New Delhi: The Supreme Court last week rejected the Centre's plea to modify an interim ruling that the Aadhaar or the Unique Identity Card is not mandatory for essential services. The court's order came on a day the Cabinet approved the National Identification Authority of India Bill that will give legal backing to the UID. The Bill may be tabled during the winter session of Parliament. The tussle means unsuspecting people are caught in the crossfire.
While the Supreme Court maintains that Aadhaar must not be mandatory, in reality, many government services are linked to the card, virtually making it compulsory.
And it's exactly this confusion over the need for Aadhaar cards that have thrown people into a quandary. "The government has connected everything with Aadhaar. Ration card needs Aadhaar. Bank accounts need it and even in school they ask for it," Kausalya, a resident of Seemapuri in New Delhi, said.

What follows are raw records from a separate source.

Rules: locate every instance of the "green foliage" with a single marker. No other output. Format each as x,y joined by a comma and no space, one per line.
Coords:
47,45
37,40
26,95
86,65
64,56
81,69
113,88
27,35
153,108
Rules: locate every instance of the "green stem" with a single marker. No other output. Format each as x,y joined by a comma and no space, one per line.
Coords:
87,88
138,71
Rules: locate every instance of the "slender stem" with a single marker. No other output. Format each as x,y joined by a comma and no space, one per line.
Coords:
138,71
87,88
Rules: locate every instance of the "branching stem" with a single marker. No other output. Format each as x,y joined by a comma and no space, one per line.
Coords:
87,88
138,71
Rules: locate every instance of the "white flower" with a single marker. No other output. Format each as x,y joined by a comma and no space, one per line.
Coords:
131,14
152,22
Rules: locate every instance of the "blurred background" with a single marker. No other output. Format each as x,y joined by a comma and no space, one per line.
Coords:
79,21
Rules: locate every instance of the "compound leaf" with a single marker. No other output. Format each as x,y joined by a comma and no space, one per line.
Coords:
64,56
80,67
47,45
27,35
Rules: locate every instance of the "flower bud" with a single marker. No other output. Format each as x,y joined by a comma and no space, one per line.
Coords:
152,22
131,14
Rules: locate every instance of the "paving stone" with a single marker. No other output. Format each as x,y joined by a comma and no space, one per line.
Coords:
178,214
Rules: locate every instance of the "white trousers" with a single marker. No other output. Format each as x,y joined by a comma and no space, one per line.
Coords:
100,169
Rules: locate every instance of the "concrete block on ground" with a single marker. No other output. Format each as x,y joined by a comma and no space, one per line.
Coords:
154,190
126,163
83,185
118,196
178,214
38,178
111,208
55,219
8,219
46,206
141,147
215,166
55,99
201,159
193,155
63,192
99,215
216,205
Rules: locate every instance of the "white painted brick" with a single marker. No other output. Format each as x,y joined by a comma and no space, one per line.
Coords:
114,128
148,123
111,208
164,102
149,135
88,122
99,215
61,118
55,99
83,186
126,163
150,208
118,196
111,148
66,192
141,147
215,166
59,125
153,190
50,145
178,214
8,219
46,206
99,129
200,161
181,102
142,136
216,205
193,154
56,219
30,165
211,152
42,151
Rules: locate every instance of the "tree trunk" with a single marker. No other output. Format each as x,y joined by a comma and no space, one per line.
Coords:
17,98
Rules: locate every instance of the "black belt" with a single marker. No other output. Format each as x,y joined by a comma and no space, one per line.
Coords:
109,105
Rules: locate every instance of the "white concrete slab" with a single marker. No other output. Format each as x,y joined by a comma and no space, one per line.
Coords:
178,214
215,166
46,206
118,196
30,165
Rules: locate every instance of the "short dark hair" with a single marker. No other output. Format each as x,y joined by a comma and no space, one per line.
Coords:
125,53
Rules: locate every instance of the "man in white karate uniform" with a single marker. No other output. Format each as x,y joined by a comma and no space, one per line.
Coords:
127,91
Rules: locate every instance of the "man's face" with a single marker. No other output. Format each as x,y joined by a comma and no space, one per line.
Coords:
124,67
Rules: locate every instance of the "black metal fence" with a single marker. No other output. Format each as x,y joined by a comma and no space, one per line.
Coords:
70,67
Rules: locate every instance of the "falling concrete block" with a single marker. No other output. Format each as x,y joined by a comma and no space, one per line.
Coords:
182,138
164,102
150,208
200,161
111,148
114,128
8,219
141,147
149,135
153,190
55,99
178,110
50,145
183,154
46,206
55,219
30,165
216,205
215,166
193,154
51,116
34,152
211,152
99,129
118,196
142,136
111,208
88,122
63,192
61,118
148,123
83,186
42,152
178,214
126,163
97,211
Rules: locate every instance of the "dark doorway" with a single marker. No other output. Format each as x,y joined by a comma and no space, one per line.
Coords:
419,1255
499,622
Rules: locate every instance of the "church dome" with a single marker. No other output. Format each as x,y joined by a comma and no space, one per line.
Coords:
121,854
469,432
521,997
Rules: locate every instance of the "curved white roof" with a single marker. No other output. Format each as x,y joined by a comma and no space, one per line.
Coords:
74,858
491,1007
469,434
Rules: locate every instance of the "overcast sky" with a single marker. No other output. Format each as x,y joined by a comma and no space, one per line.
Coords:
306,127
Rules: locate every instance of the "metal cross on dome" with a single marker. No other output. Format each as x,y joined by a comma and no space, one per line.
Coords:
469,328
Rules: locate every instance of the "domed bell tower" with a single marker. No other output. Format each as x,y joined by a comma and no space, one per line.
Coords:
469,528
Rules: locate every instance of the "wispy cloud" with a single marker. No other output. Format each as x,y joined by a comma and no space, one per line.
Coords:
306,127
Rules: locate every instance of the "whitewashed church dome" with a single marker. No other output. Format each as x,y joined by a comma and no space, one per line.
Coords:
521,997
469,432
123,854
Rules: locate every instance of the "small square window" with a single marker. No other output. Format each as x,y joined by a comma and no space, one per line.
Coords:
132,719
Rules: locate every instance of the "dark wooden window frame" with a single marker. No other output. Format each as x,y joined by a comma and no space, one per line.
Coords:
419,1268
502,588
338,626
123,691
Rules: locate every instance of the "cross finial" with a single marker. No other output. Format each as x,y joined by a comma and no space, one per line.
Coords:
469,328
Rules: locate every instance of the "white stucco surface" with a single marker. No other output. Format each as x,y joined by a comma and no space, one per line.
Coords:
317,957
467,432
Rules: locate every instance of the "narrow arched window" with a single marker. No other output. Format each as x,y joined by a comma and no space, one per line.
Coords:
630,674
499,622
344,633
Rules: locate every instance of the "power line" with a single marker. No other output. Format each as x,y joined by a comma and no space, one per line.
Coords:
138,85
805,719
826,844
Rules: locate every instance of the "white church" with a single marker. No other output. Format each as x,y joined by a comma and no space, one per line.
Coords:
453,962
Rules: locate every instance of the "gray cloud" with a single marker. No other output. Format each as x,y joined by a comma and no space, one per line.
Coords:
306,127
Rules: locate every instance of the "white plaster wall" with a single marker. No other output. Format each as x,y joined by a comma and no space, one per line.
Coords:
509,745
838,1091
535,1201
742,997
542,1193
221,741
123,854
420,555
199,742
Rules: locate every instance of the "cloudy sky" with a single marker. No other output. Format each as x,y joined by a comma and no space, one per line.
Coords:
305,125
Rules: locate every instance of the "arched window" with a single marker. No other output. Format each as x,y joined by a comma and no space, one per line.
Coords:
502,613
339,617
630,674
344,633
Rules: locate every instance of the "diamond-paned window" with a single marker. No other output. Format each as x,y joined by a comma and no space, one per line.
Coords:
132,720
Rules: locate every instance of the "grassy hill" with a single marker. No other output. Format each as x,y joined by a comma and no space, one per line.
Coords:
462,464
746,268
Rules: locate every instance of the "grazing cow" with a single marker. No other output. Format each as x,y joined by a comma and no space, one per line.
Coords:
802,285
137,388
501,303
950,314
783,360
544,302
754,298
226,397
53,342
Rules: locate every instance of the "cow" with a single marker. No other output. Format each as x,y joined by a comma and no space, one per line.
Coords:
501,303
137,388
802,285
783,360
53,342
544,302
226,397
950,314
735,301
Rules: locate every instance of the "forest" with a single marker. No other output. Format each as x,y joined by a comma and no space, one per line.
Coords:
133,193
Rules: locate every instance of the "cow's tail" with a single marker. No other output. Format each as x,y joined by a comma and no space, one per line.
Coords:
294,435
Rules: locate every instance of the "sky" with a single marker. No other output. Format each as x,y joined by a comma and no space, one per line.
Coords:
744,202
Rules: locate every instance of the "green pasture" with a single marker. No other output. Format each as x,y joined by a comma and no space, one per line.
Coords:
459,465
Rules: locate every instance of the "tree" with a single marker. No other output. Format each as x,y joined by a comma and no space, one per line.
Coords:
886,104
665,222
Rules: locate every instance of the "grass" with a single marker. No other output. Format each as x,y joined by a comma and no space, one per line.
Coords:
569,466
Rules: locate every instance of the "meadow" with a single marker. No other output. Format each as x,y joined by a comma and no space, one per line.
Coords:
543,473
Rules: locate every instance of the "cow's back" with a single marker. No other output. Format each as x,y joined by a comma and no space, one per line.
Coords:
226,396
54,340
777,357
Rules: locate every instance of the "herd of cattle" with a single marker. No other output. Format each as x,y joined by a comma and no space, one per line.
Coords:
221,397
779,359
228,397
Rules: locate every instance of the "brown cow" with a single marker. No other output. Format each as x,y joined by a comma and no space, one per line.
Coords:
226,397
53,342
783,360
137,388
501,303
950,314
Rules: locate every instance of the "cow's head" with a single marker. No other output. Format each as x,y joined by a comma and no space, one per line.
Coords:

The fear of losing out on the much needed welfare schemes like ration and subsidised cooking gas has meant that many across Delhi have got their Aadhaar cards made. But for those who still haven't, the struggle seems endless.
Begum, who stays with her husband and two children in a slum colony in north Delhi, has been waiting for seven months to get her Aadhaar card. Without it, she has to continue to buy ration at market prices as she has been turned away from the public distribution centres that ask for the unique ID number.
The state government maintains that Aadhaar card is a good bet to ensure effective delivery of services. "The Supreme Court order is interim. Aadhaar is needed to make sure people who need the services most get it," Minister for Food and Civil Supplies Haroon Yusuf said.
Parliament still needs to give Aadhaar its legal sanction, but till then, the current confusion means the 12 digit identification number could make the crucial difference between entitlement and deprivation.